Looking at these questions from a political perspective it is clear that making such a statement is one of the few powers that they have left to ensure that the debtor states reform. Spain was the principal target for the creditor states with Ireland caught in the middle. Plentiful media coverage has focused on mass protests against the Spanish government’s austerity policies, in addition to a growing movement demanding independence for Catalonia. Such tremendous political pressure on Spanish President Mariano Rajoy created the risk that he would seek to row backwards on the reforms that his government has agreed. Any change to Spain’s commitments would be seen as emboldening the position of Greece to further prevaricate over its bailout deal. With Greece and Spain failing to make progress on reforms, then creditor state governments would have been left wondering when, if ever, they would change their fiscally irresponsible ways.
The implementation of the ESM and banking supervision across the Eurozone does not as yet provide an EU institution with the ability to apply sanctions against fiscal policy violations.

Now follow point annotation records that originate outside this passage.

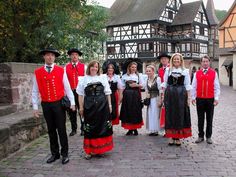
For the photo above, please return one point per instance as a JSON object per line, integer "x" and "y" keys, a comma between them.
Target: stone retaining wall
{"x": 16, "y": 84}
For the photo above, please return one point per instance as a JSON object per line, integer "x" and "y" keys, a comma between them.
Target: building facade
{"x": 145, "y": 28}
{"x": 227, "y": 48}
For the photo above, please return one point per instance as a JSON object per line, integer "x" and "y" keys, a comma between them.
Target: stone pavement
{"x": 139, "y": 156}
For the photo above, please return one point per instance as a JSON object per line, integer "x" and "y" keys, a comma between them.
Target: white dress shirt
{"x": 35, "y": 90}
{"x": 132, "y": 77}
{"x": 216, "y": 87}
{"x": 184, "y": 72}
{"x": 116, "y": 79}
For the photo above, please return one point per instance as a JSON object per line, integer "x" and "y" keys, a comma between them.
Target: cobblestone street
{"x": 139, "y": 156}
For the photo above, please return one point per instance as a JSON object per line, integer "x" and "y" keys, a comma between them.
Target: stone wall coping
{"x": 14, "y": 118}
{"x": 15, "y": 67}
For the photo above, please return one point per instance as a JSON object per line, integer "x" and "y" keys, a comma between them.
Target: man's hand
{"x": 72, "y": 107}
{"x": 110, "y": 108}
{"x": 216, "y": 102}
{"x": 193, "y": 102}
{"x": 81, "y": 112}
{"x": 36, "y": 113}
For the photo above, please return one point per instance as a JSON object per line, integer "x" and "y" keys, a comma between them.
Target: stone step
{"x": 18, "y": 129}
{"x": 7, "y": 109}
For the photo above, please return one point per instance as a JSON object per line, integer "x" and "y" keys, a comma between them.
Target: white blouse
{"x": 184, "y": 72}
{"x": 116, "y": 79}
{"x": 132, "y": 77}
{"x": 158, "y": 82}
{"x": 93, "y": 79}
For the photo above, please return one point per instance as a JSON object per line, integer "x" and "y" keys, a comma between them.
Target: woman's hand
{"x": 110, "y": 108}
{"x": 189, "y": 101}
{"x": 72, "y": 107}
{"x": 81, "y": 112}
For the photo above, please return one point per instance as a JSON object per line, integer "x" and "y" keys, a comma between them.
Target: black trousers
{"x": 205, "y": 108}
{"x": 55, "y": 117}
{"x": 73, "y": 114}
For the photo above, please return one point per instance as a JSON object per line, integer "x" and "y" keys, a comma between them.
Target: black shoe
{"x": 130, "y": 132}
{"x": 153, "y": 134}
{"x": 199, "y": 140}
{"x": 72, "y": 133}
{"x": 65, "y": 160}
{"x": 209, "y": 141}
{"x": 135, "y": 132}
{"x": 53, "y": 158}
{"x": 171, "y": 142}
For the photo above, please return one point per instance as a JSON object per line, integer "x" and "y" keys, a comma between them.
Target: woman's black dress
{"x": 131, "y": 109}
{"x": 178, "y": 121}
{"x": 97, "y": 120}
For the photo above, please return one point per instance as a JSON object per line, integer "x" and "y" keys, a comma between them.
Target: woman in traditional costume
{"x": 153, "y": 87}
{"x": 111, "y": 70}
{"x": 95, "y": 106}
{"x": 131, "y": 108}
{"x": 177, "y": 99}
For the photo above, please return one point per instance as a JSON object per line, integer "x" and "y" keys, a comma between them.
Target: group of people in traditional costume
{"x": 103, "y": 100}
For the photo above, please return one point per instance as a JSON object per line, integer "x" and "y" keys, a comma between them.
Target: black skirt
{"x": 131, "y": 109}
{"x": 97, "y": 117}
{"x": 178, "y": 120}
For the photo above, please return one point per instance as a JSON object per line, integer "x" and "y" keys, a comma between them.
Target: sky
{"x": 219, "y": 4}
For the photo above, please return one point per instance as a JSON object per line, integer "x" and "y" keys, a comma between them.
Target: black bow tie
{"x": 48, "y": 69}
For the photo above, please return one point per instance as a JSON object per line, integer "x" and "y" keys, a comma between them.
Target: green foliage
{"x": 220, "y": 14}
{"x": 27, "y": 26}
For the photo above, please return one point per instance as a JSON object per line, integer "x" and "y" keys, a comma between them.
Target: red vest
{"x": 205, "y": 83}
{"x": 161, "y": 73}
{"x": 73, "y": 73}
{"x": 51, "y": 87}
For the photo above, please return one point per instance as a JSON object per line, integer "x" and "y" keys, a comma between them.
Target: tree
{"x": 27, "y": 26}
{"x": 220, "y": 14}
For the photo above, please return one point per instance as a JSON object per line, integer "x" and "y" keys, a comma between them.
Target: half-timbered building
{"x": 227, "y": 48}
{"x": 144, "y": 28}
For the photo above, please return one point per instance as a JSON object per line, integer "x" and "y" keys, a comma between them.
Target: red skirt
{"x": 132, "y": 126}
{"x": 182, "y": 133}
{"x": 98, "y": 145}
{"x": 116, "y": 121}
{"x": 162, "y": 117}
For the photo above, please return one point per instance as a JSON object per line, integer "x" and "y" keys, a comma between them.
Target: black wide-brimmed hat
{"x": 49, "y": 50}
{"x": 75, "y": 50}
{"x": 130, "y": 60}
{"x": 107, "y": 63}
{"x": 163, "y": 54}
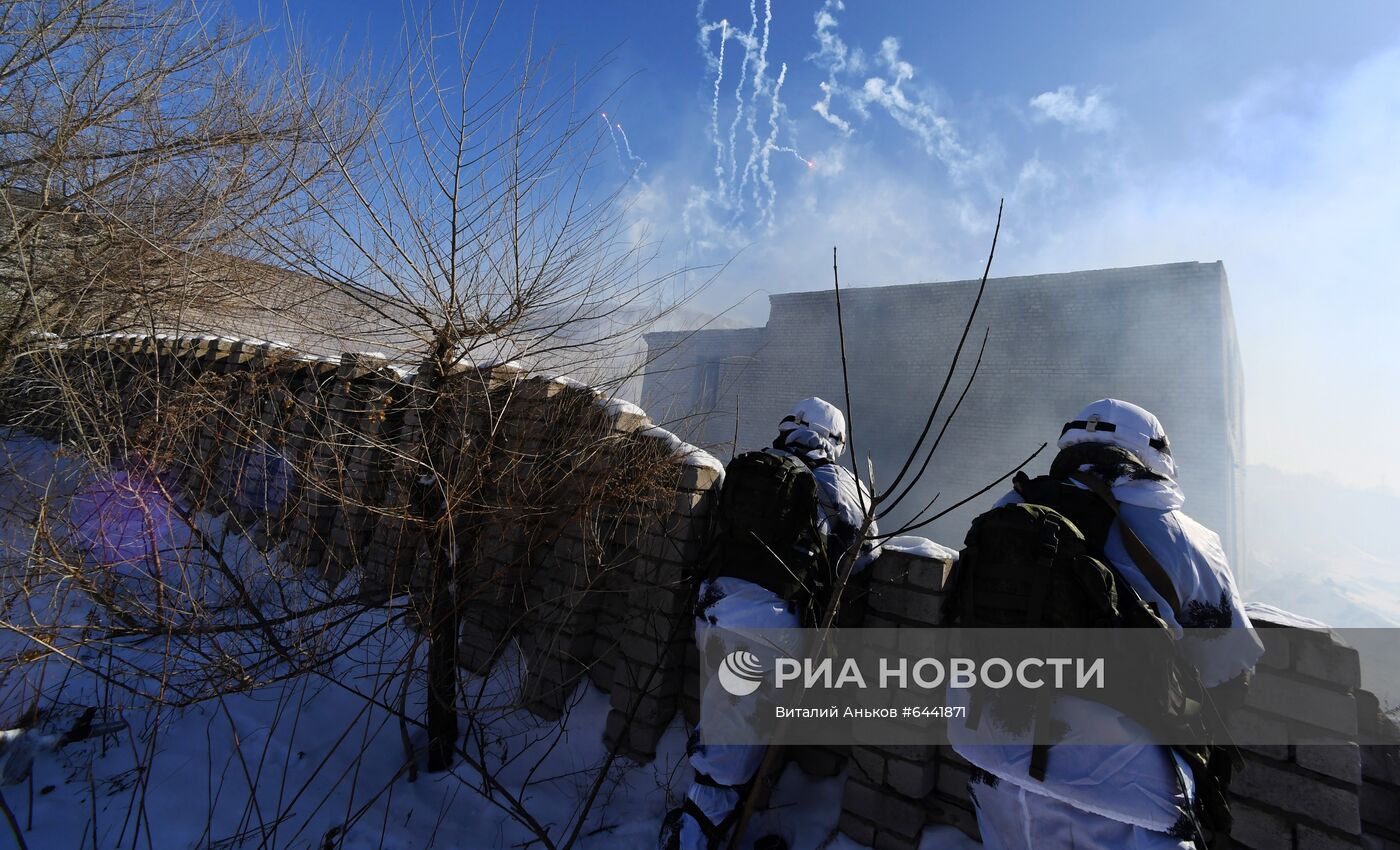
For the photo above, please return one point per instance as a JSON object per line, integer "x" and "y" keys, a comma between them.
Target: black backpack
{"x": 1039, "y": 563}
{"x": 765, "y": 528}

One element from the creditor countries statement that was almost wholly ignored was the emphasis on addressing this gaping hole in future negotiations - "we discussed the governance, independence, decision making and accountability of the new Single Supervisory Mechanism". To add muscle to this point the creditors showed the debtors that they still have the power to scupper any banking deal and hold them to their fiscal commitments should there be any slippage. With the Spanish government’s new austerity budget, the Irish government meeting its bailout goals and even France making drastic cuts, the muscle flexing of the debtors has been duly noted by the debtors .
The resolution of a complicated series of political negotiations is at the centre of resolving the ‘Eurocrisis’. AAA rated states are seeking to protect their hard earned low borrowing rates by ensuring that other states follow their lead of stable government finances. At the same time debtor states argue that too much austerity will risk the collapse of their governments with resulting negative consequences for the Eurozone. The whole process is a high-wire act, balancing the competing interests of member states before a final permanent agreement is made. Dramatic wobbles on either side are to be expected.